С Анастасом мы в какой-то прошлой жизни работали в одном издательстве. Редактировали мужской журнал о роскошной жизни. Мы совсем не разбирались ни в мужчинах, ни в роскоши и, честно признаться, были типичными страшными ботанами. Анастас вообще с косой. В издательской столовке мы брали на обед картошку фри на двоих. А домой уходили в десять вечера – там нас не ждало счастье. Возможно, поэтому журнал получался, как утверждал издатель, «читабельным». Помимо нас в редакции жил арт-директор. Жил – потому что его постоянно выгоняли со съемных квартир. Это было ожидаемо – всю свою жалкую зарплату арт-директор тратил на брендовые вещи. Правильнее даже будет сказать – на вещь. Какую-то одну. Ремень, кошелек или футболку. В работе он руководствовался правилом «Если не знаешь, как это сделать, сделай это странно». Журнал находили интересным. Арт-директора других мужских изданий о роскоши даже передирали у нас обложки, на которых блистали обнаженные певицы третьего эшелона, звезды реалити-шоу и знаменитые содержанки.

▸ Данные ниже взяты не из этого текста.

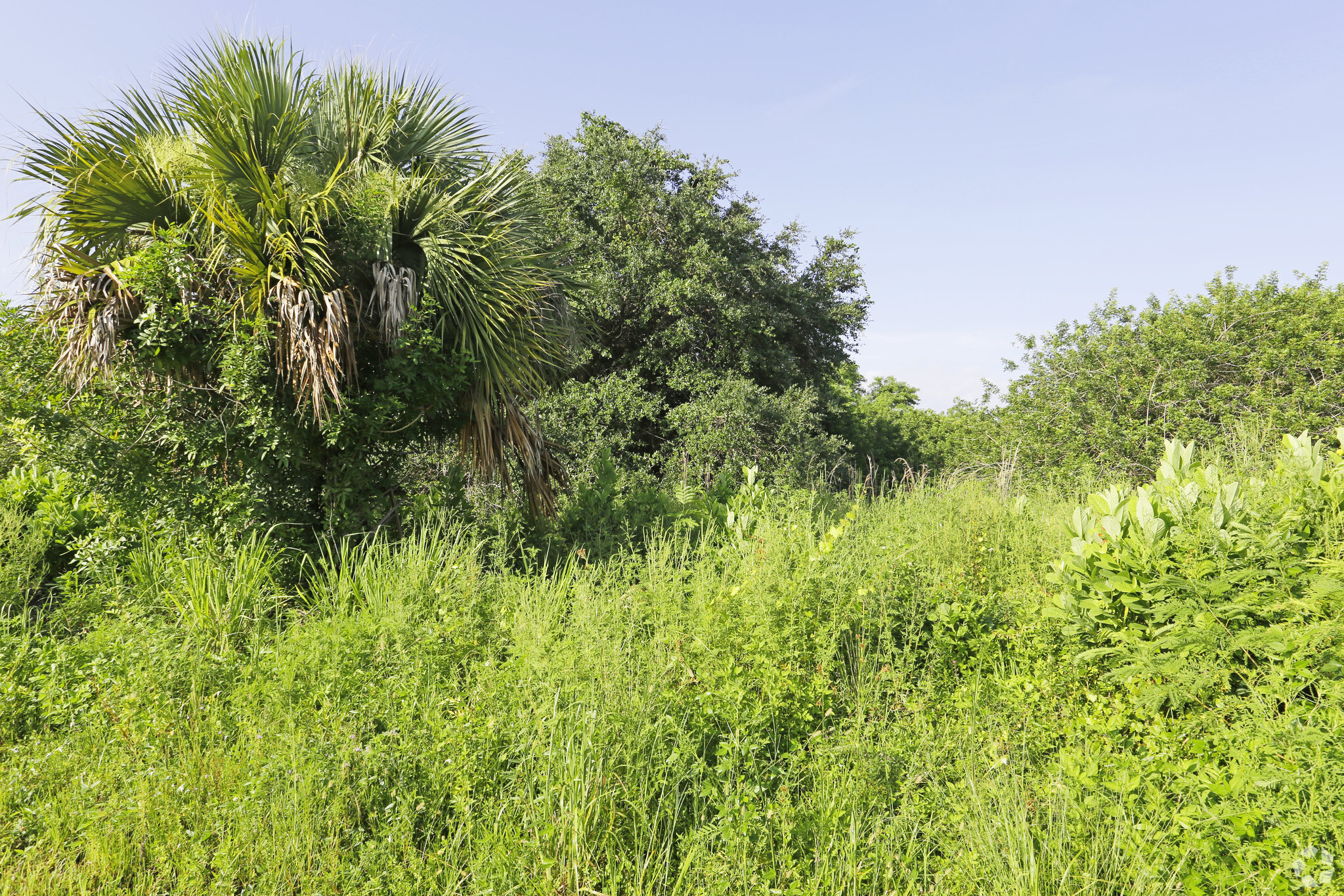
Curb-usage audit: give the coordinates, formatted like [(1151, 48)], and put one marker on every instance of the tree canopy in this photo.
[(684, 292), (264, 234)]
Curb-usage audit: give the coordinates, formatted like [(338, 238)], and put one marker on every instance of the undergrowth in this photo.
[(921, 692)]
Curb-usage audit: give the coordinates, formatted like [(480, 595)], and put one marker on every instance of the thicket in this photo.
[(919, 692), (273, 617)]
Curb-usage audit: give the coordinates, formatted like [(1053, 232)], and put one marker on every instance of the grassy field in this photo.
[(827, 696)]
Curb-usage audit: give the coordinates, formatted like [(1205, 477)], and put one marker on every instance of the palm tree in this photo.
[(327, 205)]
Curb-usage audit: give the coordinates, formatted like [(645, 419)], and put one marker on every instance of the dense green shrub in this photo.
[(1104, 394)]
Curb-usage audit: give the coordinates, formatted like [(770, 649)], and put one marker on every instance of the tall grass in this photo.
[(747, 715)]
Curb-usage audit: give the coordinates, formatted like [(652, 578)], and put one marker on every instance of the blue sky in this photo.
[(1006, 164)]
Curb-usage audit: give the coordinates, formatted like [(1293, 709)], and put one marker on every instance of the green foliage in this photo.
[(783, 691), (1104, 394), (691, 314), (282, 278), (1200, 585)]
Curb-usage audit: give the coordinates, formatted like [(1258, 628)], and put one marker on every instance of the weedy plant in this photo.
[(217, 595)]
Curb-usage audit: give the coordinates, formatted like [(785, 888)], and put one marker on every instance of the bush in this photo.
[(1104, 394)]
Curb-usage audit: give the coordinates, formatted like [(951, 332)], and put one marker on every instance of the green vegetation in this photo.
[(273, 617)]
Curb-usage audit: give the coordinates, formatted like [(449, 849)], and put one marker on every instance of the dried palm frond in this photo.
[(313, 352), (88, 312), (499, 425), (394, 299)]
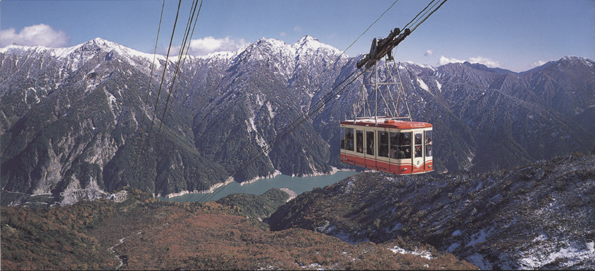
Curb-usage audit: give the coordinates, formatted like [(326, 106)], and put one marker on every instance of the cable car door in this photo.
[(418, 152)]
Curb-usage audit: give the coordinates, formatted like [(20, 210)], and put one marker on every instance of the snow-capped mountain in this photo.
[(79, 117)]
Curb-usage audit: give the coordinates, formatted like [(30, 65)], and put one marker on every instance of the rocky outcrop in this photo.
[(536, 216)]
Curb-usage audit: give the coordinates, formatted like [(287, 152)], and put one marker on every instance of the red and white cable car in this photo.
[(392, 144), (395, 146)]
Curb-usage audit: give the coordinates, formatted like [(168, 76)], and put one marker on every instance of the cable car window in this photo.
[(370, 143), (349, 139), (418, 152), (429, 143), (383, 145), (342, 136), (400, 145), (404, 145), (359, 140)]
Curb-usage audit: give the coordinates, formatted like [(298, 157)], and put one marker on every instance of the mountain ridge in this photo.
[(81, 118)]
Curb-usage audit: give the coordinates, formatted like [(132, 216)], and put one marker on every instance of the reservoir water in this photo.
[(297, 184)]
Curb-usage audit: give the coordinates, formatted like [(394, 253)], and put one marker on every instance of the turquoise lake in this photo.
[(297, 184)]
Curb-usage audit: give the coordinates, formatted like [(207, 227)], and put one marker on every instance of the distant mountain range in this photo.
[(75, 121)]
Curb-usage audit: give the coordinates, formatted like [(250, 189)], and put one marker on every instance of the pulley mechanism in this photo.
[(383, 47)]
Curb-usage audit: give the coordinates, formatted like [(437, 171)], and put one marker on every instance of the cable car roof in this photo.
[(387, 123)]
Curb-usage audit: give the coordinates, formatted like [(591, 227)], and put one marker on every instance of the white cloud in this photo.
[(538, 63), (479, 59), (444, 60), (40, 34), (209, 45)]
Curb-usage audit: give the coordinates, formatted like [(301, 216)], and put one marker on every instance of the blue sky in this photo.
[(510, 34)]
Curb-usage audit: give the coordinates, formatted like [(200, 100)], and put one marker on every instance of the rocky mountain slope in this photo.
[(540, 215), (144, 233), (75, 121)]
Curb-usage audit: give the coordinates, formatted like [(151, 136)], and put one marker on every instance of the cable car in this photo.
[(396, 145), (389, 145)]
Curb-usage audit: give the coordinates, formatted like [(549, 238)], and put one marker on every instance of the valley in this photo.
[(81, 122)]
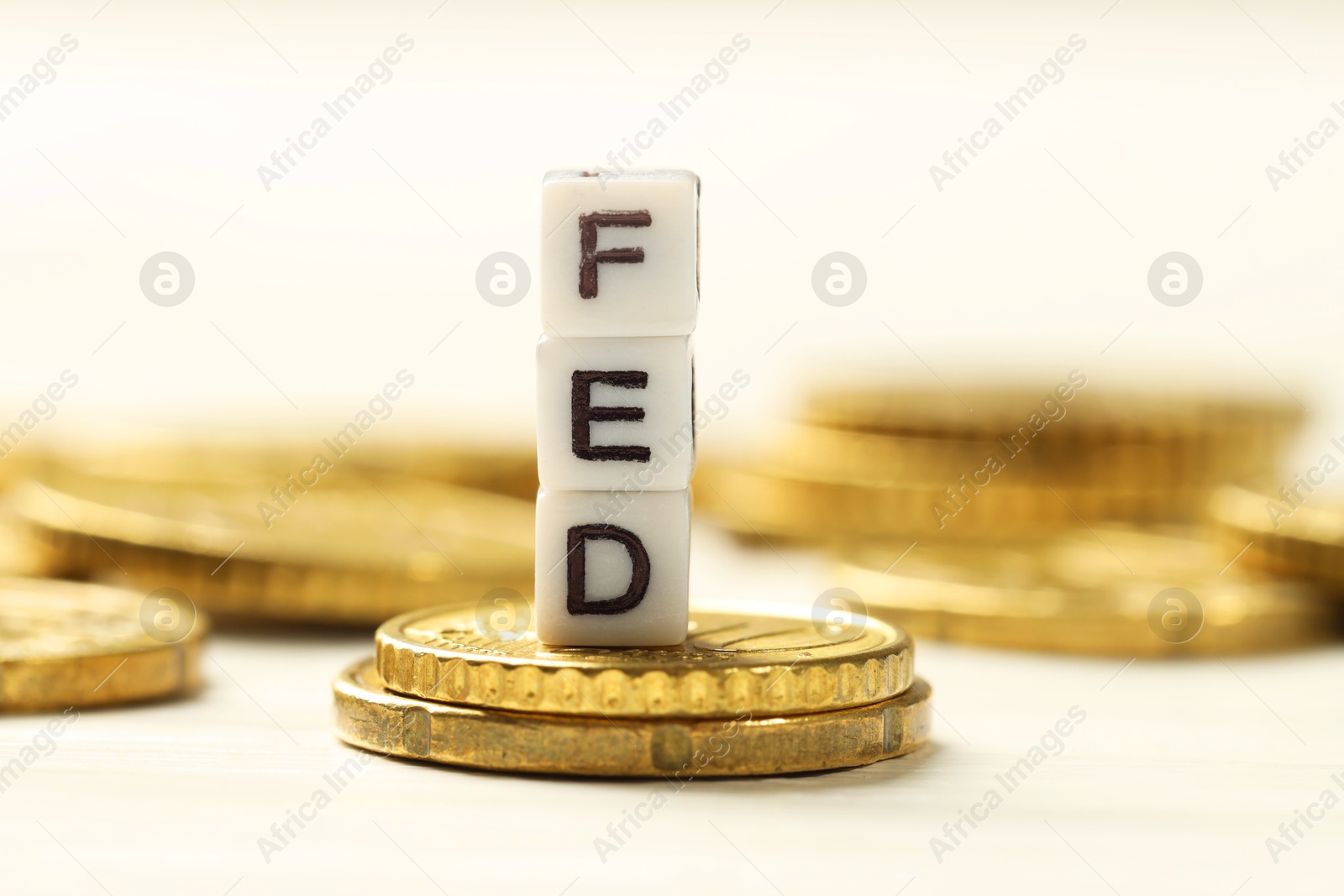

Потом грохнул кризис, издатель подался в политику, журнал закрыли. Анастас отрезала косу и уехала в Барселону навстречу приключениям и красивой жизни. Она удачно влилась в тусовку русских экспатов и стала организовывать для них встречи с модными писателями, поэтами и стендап-комиками, которых выписывала из Москвы. Социальные сети экс-коллеги пестрели фотографиями со знаменитостями, морскими закатами и ужинами при свечах натеплых верандах. Я же кончила бесславно: родила ребенка и устроилась на полставки в издательство. Бесславно главным образом потому, что принесла дочь в подоле собственной матери, а в издательстве веду порнонаправление. Никто, кроме меня, не соглашался, а я взялась. В том числе и за эротоманские опусы Грея, которые, признаться, оказались самым приличным из всего, что я впускаю в свое редакторское лоно. Ежедневно с десяти до трех мне приходится сталкиваться с такими нечеловеческими извращениями, от которых старушка-корректор плачет и грозит уволиться. Я же не чураюсь шокирующей литературы – всегда интересно, до чего автор может дойти в своих фантазиях. Открывая очередную рукопись, я чувствую себя нейрохирургом, препарирующим писательские черепушки, а врач не должен быть брезгливым.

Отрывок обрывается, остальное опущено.